VI. INFORMATION REGARDING THE LENGTH AND DURATION OF THIS NOTICE
This notice is effective as of March 6, 2014. DAP Health may change this notice at any time. Changes to this notice will apply to all PHI DAP Health maintains. However, if DAP Health does change this notice, DAP Health will only make changes to the extent permitted by law. DAP Health will also make any revised notice available to you by posting it in a place where all individuals seeking services from us will be able to read the notice, as well as on our website at daphealth.org.

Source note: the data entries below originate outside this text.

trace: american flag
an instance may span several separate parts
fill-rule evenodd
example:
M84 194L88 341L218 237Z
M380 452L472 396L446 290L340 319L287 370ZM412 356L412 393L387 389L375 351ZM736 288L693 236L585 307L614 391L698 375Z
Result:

In addition to reviewing the notice on our website, you may obtain a printed copy of the notice from our Health Information Management department.
VII. COMPLAINTS/ADDITIONAL INFORMATION

If you feel that your privacy rights may have been compromised, or if you have any additional questions regarding this notice, you may contact us with any concerns or for additional information regarding our privacy practices by contacting DAP Health’s privacy officer in writing, as follows:

You may also contact the secretary of the Department of Health and Human Services, specifically, the Office of Civil Rights of the U.S. Department of Health and Human Services. If you wish to file a written complaint with the Office of Civil Rights, please contact DAP Health’s privacy officer so that they can provide you with their contact information. DAP Health will not retaliate against you if you file a complaint with us or the Office of Civil Rights.